Repubblica 15.10.16
Nella campagna referendaria mancava solo la figura di Putin
Chi vincerà la guerra fredda che dilaga in casa nostra
Ma
né Grillo né Salvini hanno la capacità di gestire la linea filo-russa E
il Partito socialista europeo si è schierato a favore del Sì
di Stefano Folli
MANCAVA
solo un pizzico di guerra fredda nella confusione referendaria. Ora
abbiamo anche la tensione Est-Ovest e addirittura sul web italiano sono
già scattati gli “hashtag” sul genere “Vogliamo la pace non la guerra”.
Va detto che la decisione del governo Renzi di inviare circa duecento
militari alla frontiera fra Lettonia e Russia ha colto tutti un po’ di
sorpresa. O meglio: era evidente da qualche settimana la crescente
asprezza del rapporto fra Washington e Mosca, conseguenza in primo luogo
delle stragi di Aleppo e del tenace sostegno di Putin al presidente
siriano Assad. All’improvviso il presidente degli Stati Uniti ha
stabilito che questa situazione era intollerabile per la logica della
NA-TO. E così dal Baltico al Medio Oriente si è deciso di dare una
risposta al dinamismo russo. Qualcuno dice che c’è un po’ di teatro in
questa girandola di mosse e contromosse. E aggiunge che un aumento, sia
pure controllato, della tensione internazionale serve soprattutto a far
risaltare il candidato presidenziale con maggiore esperienza (Hillary,
già segretario di Stato) rispetto al suo competitore invischiato da
settimane nel cortocircuito degli scandali rosa. In ogni caso il
contributo italiano comincerà nella primavera del 2018. Si vedrà allora
in quali condizioni sarà lo stato delle relazioni con la Russia. Rimane
il fatto che l’assaggio di guerra fredda ha già avuto qualche
conseguenza sul terreno della nostra politica domestica. Grillo e
Salvini si sono affrettati a schierarsi con Putin contro l’avventurismo
occidentale. Un pacifismo sospetto, visto che siamo in piena campagna
per il referendum e tutto quello che può indebolire Renzi serve a
raccogliere voti per il No.
Ovvio che si avverte subito il sapore
del provincialismo nelle posizioni leghista e Cinque Stelle. Di solito
la politica estera è rigorosamente assente nelle battaglie del M5S.

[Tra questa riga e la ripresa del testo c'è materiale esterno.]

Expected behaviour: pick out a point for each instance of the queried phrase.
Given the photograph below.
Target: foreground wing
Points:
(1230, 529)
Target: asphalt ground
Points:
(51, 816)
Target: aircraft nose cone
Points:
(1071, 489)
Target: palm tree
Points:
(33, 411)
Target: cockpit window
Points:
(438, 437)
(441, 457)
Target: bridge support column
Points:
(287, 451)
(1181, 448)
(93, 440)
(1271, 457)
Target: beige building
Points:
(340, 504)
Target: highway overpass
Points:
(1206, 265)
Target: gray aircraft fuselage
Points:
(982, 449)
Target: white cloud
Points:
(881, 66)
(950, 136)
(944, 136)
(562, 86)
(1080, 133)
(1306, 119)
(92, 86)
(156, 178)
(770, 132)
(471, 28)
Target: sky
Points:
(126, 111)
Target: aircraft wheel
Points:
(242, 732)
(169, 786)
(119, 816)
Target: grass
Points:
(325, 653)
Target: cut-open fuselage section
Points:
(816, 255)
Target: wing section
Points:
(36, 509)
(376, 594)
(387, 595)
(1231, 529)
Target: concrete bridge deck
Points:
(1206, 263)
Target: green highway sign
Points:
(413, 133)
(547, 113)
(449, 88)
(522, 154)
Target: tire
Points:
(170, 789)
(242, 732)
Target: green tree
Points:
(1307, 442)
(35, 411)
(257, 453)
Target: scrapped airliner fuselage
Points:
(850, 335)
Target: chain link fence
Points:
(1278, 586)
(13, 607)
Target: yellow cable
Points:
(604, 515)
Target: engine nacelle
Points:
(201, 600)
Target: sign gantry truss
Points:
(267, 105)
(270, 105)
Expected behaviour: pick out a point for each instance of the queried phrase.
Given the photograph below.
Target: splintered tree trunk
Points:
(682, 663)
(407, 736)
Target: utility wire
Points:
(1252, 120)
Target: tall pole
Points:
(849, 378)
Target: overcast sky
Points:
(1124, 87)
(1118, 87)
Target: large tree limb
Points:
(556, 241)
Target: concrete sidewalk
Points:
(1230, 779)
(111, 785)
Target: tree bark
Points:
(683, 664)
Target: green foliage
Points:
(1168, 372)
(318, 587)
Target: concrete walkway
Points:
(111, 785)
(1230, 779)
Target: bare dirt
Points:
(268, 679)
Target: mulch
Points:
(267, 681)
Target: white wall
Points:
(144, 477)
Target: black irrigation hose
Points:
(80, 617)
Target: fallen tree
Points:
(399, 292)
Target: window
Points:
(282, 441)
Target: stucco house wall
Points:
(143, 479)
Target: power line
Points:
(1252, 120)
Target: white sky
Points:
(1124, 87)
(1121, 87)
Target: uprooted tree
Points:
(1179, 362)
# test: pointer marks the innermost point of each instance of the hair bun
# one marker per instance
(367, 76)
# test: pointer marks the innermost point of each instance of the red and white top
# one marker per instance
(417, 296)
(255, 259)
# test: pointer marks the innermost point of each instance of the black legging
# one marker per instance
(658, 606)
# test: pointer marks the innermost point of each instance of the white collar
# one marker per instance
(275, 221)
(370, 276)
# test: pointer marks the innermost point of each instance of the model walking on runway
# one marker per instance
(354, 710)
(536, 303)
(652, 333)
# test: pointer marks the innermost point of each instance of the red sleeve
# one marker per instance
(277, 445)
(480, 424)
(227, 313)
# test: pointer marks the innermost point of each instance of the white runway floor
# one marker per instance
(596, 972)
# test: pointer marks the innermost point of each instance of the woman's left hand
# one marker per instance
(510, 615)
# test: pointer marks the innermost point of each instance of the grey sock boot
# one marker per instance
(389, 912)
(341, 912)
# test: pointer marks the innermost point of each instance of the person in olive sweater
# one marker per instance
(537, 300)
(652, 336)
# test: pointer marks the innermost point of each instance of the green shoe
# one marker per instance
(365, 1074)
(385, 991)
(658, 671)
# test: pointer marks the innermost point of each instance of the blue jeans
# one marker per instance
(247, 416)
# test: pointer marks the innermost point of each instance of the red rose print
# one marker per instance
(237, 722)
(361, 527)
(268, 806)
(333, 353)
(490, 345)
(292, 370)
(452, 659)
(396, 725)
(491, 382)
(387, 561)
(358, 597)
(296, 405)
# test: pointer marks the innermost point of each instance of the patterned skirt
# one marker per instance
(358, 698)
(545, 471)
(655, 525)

Quanto a Salvini, egli si considera da tempo in buoni rapporti con
Putin, ma nessuno giudica per questo il leader leghista un credibile
protagonista delle vicende internazionali. Resta silenzioso per ora il
vero amico italiano del leader russo, Silvio Berlusconi. Sembra
distaccato, il fondatore di Forza Italia, e ha le sue ragioni: la
convalescenza, una battaglia referendaria nella quale non crede, lo
stato drammatico dei rapporti interni al centrodestra che esigono una
difficile opera di ricucitura.
In ogni caso a Roma si è creato un
mini-fronte anti»atlantico che mira a suscitare dubbi e inquietudini
nell’opinione pubblica, difendendo il presidente russo. Un tempo era il
Pci che si riconosceva nella linea dell’Urss e questo determinava una
spaccatura ideologica della politica e dell’opinione pubblica, facendo
dell’Italia una terra di confine. Oggi la storia si ripete in sedicesimo
e sono movimenti senza memoria storica, come i grillini e i leghisti, a
sfruttare la crisi »peraltro da non sottovalutare »per guadagnare
qualche consenso. In un certo senso si può dire che tutto si replica in
forme banali, addirittura “kitsch”. Dario Fo appena scomparso diventa
una bandiera del No attraverso la più cinica delle operazioni, nel
tentativo di evocare in piccolo l’ondata emotiva che percorse l’Italia
dopo la morte di Berlinguer e si tradusse in una valanga di voti al Pci
alle europee del 1984.
Del vento di guerra fredda si è detto, ma
né Grillo né tantomeno Salvini hanno la capacità di gestire nel tempo
una linea filo-russa in modo serio, tanto più se il clima Est-Ovest si
surriscaldasse ancora. Forse il solo in grado di farlo sarebbe
Berlusconi, se volesse. È bene ricordare, del resto, che la giornata di
ieri ha offerto un’altra notizia utile a cogliere il nesso fra quadro
internazionale e referendum di dicembre. Il Partito Socialista europeo,
al quale aderisce il Pd renziano, si è schierato all’unanimità a
sostegno del Sì al referendum. L’argomento è quello tipico: la riforma
costituzionale è destinata a garantire la stabilità in Italia e quindi
fa bene anche al resto d’Europa. È appena il caso di ricordare che
D’Alema, presidente della Federazione di studi europei, espressione del
Pse, è il leader non ufficiale del No.